Réforme de la Cei : Le Rpp dévoile onze résolutions pour refonder le système électoral
Selon le Rpp, les insuffisances observées dans le fonctionnement de l’ancienne Cei( notamment les critiques liées à son indépendance, à sa composition et à son équilibre institutionnel ) rendent indispensable une réforme profonde. Le parti propose ainsi une architecture institutionnelle reposant sur onze membres issus de différentes composantes de la société ivoirienne. Cette configuration ferait la part belle aux personnalités indépendantes, avec quatre sièges réservés aux juristes et universitaires. Deux représentants seraient issus de la société civile spécialisée, deux autres des secteurs public et privé, tandis que les confessions religieuses disposeraient de deux sièges. La Chambre des rois et chefs traditionnels bénéficierait, quant à elle, d’un représentant.
Le Rpp insiste également sur les garanties d’indépendance du futur organe. Le parti recommande un mode de désignation transparent, des incompatibilités strictes avec toute activité politique partisane, une autonomie administrative et financière renforcée ainsi qu’une protection juridique des membres dans l’exercice de leurs fonctions. Des mécanismes permanents d’audit et de contrôle sont également proposés pour assurer davantage de transparence.
Par ailleurs, les futurs membres devraient répondre à des critères rigoureux d’intégrité.
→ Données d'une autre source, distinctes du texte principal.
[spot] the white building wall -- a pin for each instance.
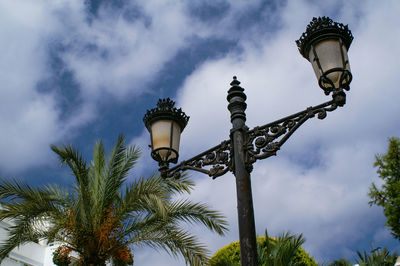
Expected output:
(36, 254)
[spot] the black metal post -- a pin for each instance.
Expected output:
(247, 232)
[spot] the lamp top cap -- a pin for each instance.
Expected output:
(322, 28)
(165, 110)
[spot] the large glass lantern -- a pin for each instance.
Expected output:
(325, 44)
(165, 124)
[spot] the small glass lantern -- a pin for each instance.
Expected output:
(165, 124)
(325, 44)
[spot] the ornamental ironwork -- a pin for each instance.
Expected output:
(322, 27)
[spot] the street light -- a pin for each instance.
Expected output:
(325, 44)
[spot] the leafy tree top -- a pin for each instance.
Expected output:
(285, 250)
(104, 217)
(388, 195)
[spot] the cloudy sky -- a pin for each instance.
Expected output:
(76, 71)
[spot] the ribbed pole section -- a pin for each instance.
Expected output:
(247, 233)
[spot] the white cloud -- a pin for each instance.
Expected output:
(328, 200)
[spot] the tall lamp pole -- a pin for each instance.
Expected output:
(325, 44)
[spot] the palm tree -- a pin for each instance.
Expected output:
(103, 217)
(378, 257)
(341, 262)
(280, 251)
(285, 250)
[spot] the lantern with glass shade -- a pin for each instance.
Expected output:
(325, 44)
(165, 124)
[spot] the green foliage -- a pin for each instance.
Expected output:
(381, 257)
(104, 216)
(341, 262)
(388, 196)
(285, 250)
(378, 257)
(61, 257)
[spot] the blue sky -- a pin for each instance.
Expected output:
(73, 72)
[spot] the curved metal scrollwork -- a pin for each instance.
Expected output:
(219, 157)
(264, 141)
(261, 142)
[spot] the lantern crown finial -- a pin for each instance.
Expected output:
(165, 110)
(321, 28)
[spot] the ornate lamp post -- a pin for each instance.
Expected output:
(325, 44)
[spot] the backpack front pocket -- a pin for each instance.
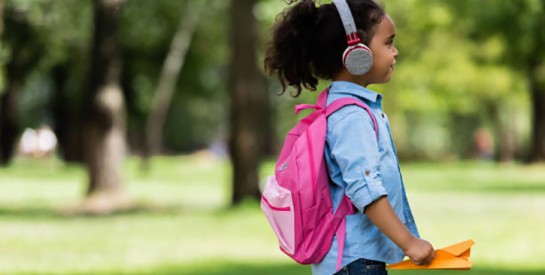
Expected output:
(277, 204)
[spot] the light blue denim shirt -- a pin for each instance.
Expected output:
(364, 168)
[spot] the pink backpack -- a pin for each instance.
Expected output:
(297, 200)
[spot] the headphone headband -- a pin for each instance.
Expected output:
(348, 21)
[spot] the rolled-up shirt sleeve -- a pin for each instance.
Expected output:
(353, 145)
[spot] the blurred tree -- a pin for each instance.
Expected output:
(24, 49)
(172, 65)
(249, 102)
(104, 114)
(519, 27)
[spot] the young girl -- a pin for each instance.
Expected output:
(310, 43)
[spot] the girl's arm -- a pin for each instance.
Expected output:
(381, 213)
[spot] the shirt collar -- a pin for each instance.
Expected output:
(345, 87)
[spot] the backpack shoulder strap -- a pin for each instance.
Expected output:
(340, 103)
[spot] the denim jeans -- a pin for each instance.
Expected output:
(363, 267)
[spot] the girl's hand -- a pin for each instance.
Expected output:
(420, 252)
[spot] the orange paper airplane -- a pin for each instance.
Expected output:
(455, 256)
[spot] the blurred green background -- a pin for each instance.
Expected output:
(164, 127)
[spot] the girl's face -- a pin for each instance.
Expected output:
(384, 52)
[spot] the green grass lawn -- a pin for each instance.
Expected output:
(183, 224)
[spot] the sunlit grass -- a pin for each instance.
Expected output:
(183, 224)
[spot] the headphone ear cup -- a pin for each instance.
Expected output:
(358, 59)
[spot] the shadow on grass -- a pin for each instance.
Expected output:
(52, 213)
(214, 268)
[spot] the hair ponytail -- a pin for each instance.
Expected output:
(289, 54)
(308, 41)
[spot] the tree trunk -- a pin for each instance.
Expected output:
(169, 76)
(9, 129)
(248, 102)
(104, 116)
(504, 132)
(537, 98)
(8, 111)
(67, 123)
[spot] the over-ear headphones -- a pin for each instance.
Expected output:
(357, 58)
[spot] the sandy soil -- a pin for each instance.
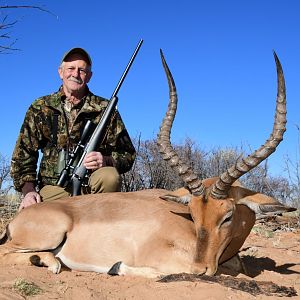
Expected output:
(270, 255)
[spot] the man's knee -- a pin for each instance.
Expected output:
(104, 180)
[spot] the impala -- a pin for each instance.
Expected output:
(150, 232)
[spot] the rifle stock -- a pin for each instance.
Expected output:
(75, 174)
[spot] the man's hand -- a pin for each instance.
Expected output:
(29, 199)
(94, 160)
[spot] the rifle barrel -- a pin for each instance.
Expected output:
(127, 68)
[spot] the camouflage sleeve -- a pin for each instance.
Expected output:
(119, 145)
(25, 154)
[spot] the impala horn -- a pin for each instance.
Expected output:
(222, 185)
(192, 181)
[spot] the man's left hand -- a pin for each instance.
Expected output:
(94, 160)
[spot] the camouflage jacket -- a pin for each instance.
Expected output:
(36, 135)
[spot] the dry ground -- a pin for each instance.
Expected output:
(271, 255)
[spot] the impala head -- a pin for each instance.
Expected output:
(223, 212)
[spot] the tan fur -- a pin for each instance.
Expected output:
(148, 235)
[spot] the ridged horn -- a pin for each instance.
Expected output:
(163, 140)
(222, 185)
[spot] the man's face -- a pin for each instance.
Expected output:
(75, 74)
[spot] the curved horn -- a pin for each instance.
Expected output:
(163, 140)
(221, 187)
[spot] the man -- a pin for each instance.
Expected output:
(53, 125)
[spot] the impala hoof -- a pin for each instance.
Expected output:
(115, 269)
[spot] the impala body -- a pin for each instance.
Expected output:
(150, 232)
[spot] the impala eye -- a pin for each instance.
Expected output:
(227, 218)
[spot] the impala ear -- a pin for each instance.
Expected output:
(184, 199)
(265, 209)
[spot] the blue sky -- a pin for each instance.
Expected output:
(220, 54)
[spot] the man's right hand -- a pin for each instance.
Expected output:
(29, 199)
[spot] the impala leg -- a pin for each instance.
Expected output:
(120, 268)
(46, 259)
(236, 264)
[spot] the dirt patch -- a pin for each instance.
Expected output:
(271, 256)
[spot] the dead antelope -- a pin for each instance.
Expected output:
(139, 233)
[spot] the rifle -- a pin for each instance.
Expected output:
(88, 142)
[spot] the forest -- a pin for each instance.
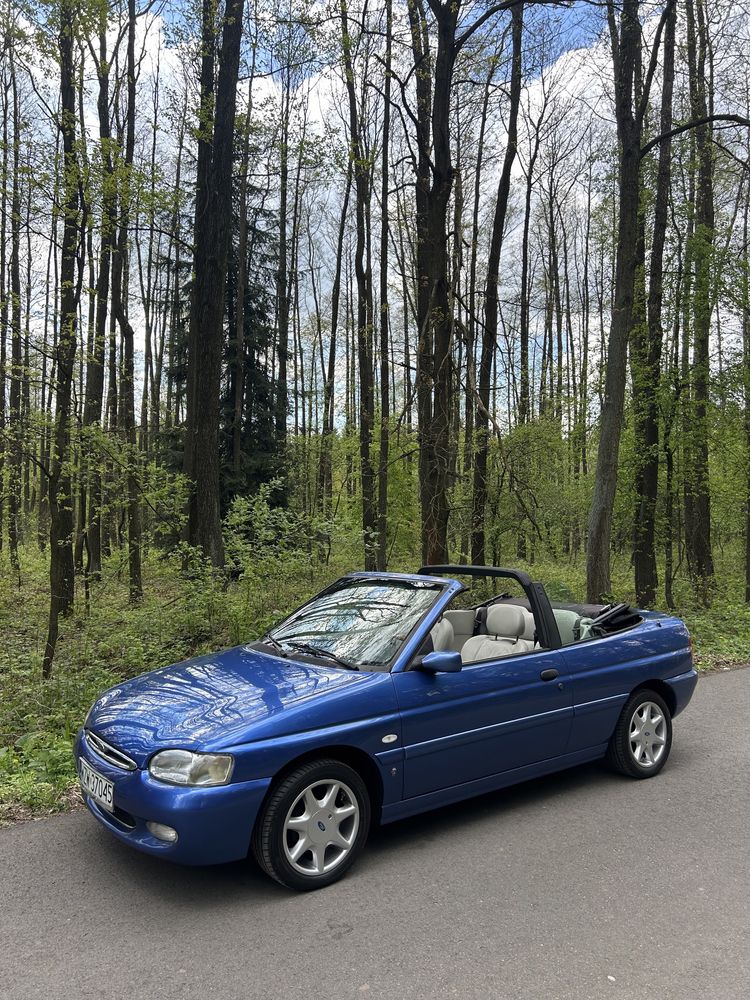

Le parti préconise notamment l’exclusion de toute personne ayant exercé un mandat électif ou occupé des fonctions dirigeantes au sein d’un parti politique au cours des cinq années précédant sa nomination. Une déclaration de patrimoine ainsi qu’un contrôle de l’origine des biens avant, pendant et après mandat figurent également parmi les recommandations. Au-delà de la réforme institutionnelle, le RPP plaide pour l’ouverture d’un dialogue politique national inclusif associant gouvernement, partis politiques, société civile et confessions religieuses afin de parvenir à un consensus durable sur les réformes électorales. En filigrane, le parti réaffirme sa conviction : des élections crédibles demeurent la condition essentielle de la paix, de la stabilité institutionnelle et de la consolidation démocratique en Côte d’Ivoire.